Information Security Manager
Advanced | Operations (Managed Services) | Slough, England
Main Purpose of the Job
The Information Security Manager will support OneAdvanced and its clients, acting as a consultant and SME to provide end-to-end security support and assist in delivering Advanced’s Managed Security Services. You will be advising Professional Services teams, including Security Architects, Technical Designers and Service Delivery mangers to ensure that IT solutions are managed securely.
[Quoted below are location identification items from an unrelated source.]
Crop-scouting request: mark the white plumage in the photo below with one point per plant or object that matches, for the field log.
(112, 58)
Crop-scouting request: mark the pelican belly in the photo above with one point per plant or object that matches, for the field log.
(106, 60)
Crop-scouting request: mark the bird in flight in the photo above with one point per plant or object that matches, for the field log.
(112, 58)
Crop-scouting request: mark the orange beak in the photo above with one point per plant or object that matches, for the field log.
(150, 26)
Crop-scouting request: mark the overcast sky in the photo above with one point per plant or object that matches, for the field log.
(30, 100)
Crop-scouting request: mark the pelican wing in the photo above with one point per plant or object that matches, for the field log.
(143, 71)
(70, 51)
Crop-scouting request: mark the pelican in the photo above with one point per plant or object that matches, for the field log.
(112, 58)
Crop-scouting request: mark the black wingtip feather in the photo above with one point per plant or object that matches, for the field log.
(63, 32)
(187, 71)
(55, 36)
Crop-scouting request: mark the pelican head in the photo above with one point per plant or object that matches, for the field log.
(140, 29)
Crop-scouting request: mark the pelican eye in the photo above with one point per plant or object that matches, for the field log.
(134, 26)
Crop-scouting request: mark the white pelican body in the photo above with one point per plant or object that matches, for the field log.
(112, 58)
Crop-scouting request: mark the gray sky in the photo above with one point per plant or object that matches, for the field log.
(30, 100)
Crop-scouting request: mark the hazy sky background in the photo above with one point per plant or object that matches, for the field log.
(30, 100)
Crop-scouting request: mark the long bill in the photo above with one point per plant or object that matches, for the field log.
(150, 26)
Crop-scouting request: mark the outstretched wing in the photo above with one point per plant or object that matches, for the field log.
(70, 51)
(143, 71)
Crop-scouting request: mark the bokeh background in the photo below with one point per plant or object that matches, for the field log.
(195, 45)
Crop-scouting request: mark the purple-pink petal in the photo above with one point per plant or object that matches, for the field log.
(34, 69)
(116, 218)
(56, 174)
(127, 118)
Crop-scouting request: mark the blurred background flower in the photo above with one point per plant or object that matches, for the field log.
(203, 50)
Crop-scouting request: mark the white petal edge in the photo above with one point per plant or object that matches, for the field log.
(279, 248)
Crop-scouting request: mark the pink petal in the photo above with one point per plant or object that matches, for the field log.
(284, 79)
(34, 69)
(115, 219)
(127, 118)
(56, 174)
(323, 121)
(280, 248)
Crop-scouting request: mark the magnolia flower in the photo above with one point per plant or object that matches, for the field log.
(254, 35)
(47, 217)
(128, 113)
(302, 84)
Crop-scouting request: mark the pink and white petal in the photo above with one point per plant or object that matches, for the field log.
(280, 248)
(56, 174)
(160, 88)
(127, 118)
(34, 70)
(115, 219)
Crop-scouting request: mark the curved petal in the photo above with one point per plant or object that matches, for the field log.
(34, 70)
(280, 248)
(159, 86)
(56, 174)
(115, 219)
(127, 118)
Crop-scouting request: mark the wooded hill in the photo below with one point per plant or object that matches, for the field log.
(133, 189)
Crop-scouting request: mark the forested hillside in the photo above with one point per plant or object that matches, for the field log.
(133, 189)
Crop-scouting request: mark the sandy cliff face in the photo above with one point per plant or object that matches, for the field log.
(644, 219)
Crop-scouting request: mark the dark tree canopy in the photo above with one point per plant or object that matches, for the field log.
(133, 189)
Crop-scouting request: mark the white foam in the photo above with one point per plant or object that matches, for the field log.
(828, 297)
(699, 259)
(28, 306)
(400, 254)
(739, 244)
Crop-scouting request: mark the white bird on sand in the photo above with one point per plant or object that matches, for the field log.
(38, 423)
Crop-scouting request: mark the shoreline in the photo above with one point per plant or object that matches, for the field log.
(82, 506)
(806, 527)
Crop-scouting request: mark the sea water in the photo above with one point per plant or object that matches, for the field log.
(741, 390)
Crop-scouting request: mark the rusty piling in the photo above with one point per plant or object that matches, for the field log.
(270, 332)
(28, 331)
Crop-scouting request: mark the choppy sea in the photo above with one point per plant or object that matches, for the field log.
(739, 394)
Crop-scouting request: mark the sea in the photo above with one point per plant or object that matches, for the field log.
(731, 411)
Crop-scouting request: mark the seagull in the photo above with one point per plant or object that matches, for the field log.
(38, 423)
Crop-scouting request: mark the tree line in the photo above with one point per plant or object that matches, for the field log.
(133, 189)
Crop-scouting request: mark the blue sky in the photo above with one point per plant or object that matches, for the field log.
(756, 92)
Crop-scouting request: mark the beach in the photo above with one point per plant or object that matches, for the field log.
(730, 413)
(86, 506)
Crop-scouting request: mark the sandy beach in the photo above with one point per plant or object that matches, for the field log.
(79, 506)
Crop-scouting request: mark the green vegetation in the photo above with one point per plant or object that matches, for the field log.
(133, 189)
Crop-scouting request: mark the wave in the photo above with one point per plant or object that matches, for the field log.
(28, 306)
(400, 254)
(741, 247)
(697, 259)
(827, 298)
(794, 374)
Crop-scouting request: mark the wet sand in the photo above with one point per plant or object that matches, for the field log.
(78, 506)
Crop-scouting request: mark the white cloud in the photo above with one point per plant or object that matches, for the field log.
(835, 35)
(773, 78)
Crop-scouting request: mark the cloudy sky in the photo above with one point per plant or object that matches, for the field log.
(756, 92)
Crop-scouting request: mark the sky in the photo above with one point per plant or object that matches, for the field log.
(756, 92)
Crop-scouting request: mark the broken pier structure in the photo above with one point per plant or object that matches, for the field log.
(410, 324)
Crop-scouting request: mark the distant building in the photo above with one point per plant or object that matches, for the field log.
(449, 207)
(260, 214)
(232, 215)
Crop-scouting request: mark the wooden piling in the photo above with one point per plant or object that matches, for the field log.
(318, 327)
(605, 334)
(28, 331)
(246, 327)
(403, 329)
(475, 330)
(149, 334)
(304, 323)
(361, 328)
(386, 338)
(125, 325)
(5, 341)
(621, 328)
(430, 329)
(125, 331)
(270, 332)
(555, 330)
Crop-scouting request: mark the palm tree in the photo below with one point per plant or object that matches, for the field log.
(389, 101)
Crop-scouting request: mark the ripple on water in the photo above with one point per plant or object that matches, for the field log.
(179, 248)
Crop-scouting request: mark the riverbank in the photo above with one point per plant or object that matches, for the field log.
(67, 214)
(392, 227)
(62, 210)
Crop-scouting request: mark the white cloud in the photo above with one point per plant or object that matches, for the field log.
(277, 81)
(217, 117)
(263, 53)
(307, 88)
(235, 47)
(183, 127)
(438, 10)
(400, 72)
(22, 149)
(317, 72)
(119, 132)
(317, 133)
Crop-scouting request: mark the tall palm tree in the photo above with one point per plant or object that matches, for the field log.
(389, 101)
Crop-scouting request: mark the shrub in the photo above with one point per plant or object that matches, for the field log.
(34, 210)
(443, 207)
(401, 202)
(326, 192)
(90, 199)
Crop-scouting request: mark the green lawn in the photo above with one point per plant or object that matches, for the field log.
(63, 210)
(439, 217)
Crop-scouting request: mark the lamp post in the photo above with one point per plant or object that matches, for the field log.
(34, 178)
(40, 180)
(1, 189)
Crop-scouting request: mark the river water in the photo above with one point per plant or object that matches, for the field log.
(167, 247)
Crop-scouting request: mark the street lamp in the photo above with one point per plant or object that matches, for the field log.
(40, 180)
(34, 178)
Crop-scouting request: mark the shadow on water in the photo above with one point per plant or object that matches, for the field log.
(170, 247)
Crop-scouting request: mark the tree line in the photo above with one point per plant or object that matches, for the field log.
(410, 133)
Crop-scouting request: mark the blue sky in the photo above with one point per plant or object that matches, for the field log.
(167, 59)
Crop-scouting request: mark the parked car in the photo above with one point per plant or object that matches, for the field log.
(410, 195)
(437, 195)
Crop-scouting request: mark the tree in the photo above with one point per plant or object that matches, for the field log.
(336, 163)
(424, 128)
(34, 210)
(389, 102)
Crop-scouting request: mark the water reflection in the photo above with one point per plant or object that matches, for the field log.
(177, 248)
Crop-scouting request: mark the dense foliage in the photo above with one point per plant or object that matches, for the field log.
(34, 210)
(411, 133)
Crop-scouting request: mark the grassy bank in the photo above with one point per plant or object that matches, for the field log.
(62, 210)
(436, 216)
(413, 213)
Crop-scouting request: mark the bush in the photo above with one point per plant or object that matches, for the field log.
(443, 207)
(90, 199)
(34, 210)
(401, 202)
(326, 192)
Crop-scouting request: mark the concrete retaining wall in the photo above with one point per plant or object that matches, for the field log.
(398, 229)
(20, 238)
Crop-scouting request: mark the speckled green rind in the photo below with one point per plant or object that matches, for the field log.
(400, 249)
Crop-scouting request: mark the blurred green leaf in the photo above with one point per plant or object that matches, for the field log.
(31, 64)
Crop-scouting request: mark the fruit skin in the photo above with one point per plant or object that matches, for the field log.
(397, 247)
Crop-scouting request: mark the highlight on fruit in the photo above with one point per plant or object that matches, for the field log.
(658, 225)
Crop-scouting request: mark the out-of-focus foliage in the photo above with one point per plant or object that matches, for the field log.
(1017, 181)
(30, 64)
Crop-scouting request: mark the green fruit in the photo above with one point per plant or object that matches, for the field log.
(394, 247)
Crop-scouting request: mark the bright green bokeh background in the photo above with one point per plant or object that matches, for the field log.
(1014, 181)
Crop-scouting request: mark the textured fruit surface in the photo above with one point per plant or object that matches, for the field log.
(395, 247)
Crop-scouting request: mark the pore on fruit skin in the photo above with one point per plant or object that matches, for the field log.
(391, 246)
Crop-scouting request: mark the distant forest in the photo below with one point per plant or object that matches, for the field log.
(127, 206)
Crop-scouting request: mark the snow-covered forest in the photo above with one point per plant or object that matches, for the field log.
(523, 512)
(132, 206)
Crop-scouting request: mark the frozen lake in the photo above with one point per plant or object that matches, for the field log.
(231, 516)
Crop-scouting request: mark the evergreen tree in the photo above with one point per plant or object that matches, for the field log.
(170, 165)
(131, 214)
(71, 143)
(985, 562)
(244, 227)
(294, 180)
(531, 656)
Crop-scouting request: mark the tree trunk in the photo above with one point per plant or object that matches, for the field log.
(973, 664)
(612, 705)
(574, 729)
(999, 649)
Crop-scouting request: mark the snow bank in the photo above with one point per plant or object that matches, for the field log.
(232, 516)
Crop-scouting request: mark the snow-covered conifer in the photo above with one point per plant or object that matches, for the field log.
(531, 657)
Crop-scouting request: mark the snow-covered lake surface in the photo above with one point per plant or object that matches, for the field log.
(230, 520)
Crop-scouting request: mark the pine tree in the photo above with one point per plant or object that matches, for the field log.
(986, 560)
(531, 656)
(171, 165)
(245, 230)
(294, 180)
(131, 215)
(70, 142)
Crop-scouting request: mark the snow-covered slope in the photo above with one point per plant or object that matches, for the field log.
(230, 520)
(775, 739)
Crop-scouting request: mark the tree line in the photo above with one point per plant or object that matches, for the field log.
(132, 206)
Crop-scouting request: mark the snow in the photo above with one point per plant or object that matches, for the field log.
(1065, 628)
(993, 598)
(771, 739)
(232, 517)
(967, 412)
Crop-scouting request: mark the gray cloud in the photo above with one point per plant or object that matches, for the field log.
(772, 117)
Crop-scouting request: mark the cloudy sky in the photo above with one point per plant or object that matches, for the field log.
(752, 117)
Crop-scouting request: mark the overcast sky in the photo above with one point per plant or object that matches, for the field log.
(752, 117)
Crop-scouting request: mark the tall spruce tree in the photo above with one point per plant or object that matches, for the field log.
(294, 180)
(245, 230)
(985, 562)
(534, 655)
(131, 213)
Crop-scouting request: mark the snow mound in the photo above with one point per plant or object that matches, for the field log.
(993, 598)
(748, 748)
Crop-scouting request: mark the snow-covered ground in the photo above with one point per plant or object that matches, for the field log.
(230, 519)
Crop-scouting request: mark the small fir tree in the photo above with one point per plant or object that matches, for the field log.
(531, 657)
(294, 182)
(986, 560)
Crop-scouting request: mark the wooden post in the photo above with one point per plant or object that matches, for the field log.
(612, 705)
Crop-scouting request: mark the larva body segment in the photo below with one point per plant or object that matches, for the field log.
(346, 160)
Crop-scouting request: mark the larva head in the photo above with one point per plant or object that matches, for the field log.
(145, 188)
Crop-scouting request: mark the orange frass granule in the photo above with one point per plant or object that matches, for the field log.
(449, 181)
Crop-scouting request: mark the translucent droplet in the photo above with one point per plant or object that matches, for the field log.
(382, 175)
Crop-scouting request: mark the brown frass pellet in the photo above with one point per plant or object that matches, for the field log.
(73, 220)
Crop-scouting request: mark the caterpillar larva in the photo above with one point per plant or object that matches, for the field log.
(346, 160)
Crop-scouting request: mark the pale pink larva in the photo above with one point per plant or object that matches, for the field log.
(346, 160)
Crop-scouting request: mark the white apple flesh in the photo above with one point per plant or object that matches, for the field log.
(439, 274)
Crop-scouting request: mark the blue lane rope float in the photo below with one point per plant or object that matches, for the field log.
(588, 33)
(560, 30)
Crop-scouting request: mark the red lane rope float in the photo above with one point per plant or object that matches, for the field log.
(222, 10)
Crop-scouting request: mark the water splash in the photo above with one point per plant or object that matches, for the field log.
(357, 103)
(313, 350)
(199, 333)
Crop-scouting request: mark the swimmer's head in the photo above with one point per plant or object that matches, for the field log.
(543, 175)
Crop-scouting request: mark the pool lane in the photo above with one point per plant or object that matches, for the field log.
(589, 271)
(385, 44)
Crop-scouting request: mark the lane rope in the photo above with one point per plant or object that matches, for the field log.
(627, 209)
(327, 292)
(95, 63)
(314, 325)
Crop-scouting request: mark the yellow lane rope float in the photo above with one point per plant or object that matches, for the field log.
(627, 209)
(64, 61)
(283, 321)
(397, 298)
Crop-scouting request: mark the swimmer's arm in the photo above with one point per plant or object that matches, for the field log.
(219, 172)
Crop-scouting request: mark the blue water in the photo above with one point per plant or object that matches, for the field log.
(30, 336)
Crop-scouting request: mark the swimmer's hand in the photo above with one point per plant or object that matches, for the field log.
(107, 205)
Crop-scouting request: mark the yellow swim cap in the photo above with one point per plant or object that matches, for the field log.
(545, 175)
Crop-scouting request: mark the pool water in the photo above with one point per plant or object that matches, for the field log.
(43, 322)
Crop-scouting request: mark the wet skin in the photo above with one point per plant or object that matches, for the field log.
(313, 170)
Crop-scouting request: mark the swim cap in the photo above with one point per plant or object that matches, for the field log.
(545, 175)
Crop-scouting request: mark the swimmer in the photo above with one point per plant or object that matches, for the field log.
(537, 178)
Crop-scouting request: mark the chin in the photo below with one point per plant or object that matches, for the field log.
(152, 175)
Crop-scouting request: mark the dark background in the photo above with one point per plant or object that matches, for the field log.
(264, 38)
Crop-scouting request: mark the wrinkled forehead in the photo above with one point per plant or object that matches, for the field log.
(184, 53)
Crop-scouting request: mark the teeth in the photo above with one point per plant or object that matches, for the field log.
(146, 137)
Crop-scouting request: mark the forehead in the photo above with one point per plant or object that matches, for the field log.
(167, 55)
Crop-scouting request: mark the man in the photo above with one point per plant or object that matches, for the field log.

Working collaboratively with a range of people to support the Information Security and wider Business Strategies.
Main Duties and Responsibilities
- Consult on the security of customer solutions.
- Ensure contractual security related obligations and requirements are met for clients.
- Assist the delivery of Advanced’s Managed Security Services to clients and provide the client point of contact for security issues or advice.
- Provide reporting to clients for Advanced’s Managed Security Services and act as the liaison between clients and internal teams for any security related issues.
- Provide security input and oversight to projects for new or existing clients and internally for Advanced.
- Consult on the most appropriate security controls for clients.
- Perform security risk assessments and reviews of systems, designs and/or implementations as required.
- Manage vulnerability and penetration testing and any required remediation work for Advanced or its clients’ environments.
- Maintain awareness of current and emerging cyber security threats and vulnerabilities that could affect Advanced or its clients.
- Manage security risks associated with Advanced, its systems or its clients.
- Maintenance and development of policy, procedures, standards and services.
- Conduct audits to ensure compliance.
- Assist in the delivery of security awareness training to Advanced staff.
- Scope and manage Penetration Testing including the production of a plan to remediate vulnerabilities identified during any tests in a timely manner.
- Ability to work without supervision and to delivery to clients.
- Work with a range of people in a collaborative environment.
- Proven ability to work creatively and analytically in a problem-solving environment.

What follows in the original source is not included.